Tag Archives: nursing

Tying Sheets to Keep Patients Alive

The informant worked as a nurse in South Carolina for almost a decade. Here, she recounts a way the nurses would try to ward off death from patients on their death beds.

T:  The first one I can think about is in nursing. When, um, I know this sounds terrible, but in nursing when a patient who would not be doing well, who would be passing away, and dying, the nurses would go into their rooms and tie sheets to the corners of their bed. And supposedly that would keep them from dying until, at least– and keep them hanging on supposedly– so they wouldn’t die until later. At least until they were gone. So they wouldn’t die while they were there. 

L: In the room with them?

T: Until the next shift, yeah. 

L: Wait, is this a thing you did in the South or a thing you did in LA? 

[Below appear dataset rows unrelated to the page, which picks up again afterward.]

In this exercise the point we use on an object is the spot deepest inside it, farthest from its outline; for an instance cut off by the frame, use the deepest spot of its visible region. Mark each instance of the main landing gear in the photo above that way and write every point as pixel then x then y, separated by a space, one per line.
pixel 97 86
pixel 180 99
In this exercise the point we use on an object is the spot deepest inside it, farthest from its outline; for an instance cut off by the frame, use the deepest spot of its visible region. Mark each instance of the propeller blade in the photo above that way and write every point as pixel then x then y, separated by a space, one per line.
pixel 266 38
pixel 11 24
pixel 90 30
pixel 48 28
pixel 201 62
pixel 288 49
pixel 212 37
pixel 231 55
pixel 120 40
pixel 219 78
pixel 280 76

T: The South. I didn’t hear about it much here in LA. 

L: It’s like, “Don’t die on my shift, please!”

T: Yeah, they would do it all the time. I would go in and find the corners tied to the bedsheets and I would have to reprimand them. Because families would come in and want to know why there would be, um– and mostly it was the nursing assistants. It wouldn’t be the nurses. And you know, I hate to say it, but, you know, the nursing assistants wouldn’t want to have to deal with the extra work and everything. So I would have to go reprimand the nursing assistants cause the families would come in like, “Why are the corners tied on the end of mama’s bed sheet?” 

L: Wait, so how–? So they would tie a bed sheet to, like, the post? 

T: No, no. You know how you have the top sheet and you have the fitted sheet? The top sheet, the corners on the sides, the corners on the ends. Where the corners are, they would tie a knot in all four corners. Supposedly that would keep the patient hanging on. 

L: Oh, so they’d tie the sheet to itself? 

T: No, no. All four corners, you know how when you take the sheet out of where its tucked in– you know how it hangs down before it’s tucked in? They would take that long sheet out and then they would tie a knot in it, in that corner and the knot would hang down. And a knot would hang down on the other corner, a knot would hang down on another corner. And all four corners would have a knot hanging on it.

 And I would come in, and the family would come in and I’d be like, “Oh my God! They did it again!” It would make me so mad. And I would be like, trying to explain, “you have to understand, our nursing assistants have different beliefs. And they’re just trying to keep mama here as long as possible. And we understand we’re just trying to make her comfortable”. And it would be hospice patients too! People we were trying to make comfortable and let go. You know? And here they come, trying to look like they’re trying to hang onto them. Like, “No! Don’t do that!”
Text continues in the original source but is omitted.